From: Alan J. Flavell <flavell@a5.ph.gla.ac.uk>
Date: Tue, 8 Aug 2000 20:46:58 +0100 (BST)
To: William Loughborough <love26@gorge.net>
cc: gl <w3c-wai-gl@w3.org>
Message-ID: <Pine.OSF.4.21-pb.0008081951420.21188-100000@a5.ph.gla.ac.uk>
On Tue, 8 Aug 2000, William Loughborough wrote:

> If I use a style to convey meaning how do I convey that to e.g. a Lynx
> user?

This is a question to which one can give a simple and straightforward
answer, or a rather complex and subtle one.
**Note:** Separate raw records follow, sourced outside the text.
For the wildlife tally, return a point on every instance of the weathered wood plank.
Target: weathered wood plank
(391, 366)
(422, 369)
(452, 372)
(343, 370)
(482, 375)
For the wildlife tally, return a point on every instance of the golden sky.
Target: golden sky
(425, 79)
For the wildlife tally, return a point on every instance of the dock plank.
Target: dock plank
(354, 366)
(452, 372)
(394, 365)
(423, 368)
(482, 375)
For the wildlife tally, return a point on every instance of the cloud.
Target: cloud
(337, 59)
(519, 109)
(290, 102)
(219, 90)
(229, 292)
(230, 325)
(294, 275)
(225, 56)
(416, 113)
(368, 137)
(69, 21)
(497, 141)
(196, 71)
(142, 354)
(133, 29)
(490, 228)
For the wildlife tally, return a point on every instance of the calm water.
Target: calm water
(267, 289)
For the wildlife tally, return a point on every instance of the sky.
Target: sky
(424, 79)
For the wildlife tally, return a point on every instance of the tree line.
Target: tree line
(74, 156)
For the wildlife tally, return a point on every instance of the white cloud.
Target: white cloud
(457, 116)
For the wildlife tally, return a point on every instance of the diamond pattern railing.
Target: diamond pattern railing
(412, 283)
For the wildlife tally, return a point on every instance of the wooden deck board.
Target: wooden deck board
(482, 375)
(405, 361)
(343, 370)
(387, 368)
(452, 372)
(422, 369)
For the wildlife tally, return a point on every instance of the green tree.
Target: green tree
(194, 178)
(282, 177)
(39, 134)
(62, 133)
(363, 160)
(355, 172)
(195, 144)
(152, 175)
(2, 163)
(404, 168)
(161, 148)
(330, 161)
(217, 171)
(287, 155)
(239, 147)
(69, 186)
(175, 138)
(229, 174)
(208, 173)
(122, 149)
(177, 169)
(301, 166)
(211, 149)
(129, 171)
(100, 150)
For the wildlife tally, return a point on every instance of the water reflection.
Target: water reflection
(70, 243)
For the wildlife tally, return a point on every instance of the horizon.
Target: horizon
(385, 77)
Here's the simple answer.  The whole point of the separation of style
from content is that your meaning is supposed to be put into the
content.  Anything which goes into the stylesheet is by definition not
part of your content, but part of your presentation.  The stylesheet
only suggests way(s) in which that content might be presented in one
or other viewing situation, if feasible.

However, the key to getting more elaborate styling than can be
expressed by keying style attributes to HTML elements alone, is to use
classes.  For example if I mark up a phrase with <strong
class="warning"> then I can be assured that all browsers will present
this with strong emphasis, whatever that might be in their terms.  
However, the subtlety which, as far as I can see, is still a bone of
contention, is the class name, which has no defined semantics and
which won't normally be presented to the reader.

In my visual stylesheet I naturally arrange for class="warning" to
be displayed in red.  But this might not be useful for some kinds of
colour blindness, and certainly will not be useful for a speaking
browser or an indexing robot.

I can take it for granted that it's obvious to you (once it's pointed
out to you that it's there) what additional "meaning" my
class="warning" carries, relative to an unandorned <strong> markup.
But there is no way of conveying this additional meaning to a reader
who does not have an appropriate stylesheet available for the purpose.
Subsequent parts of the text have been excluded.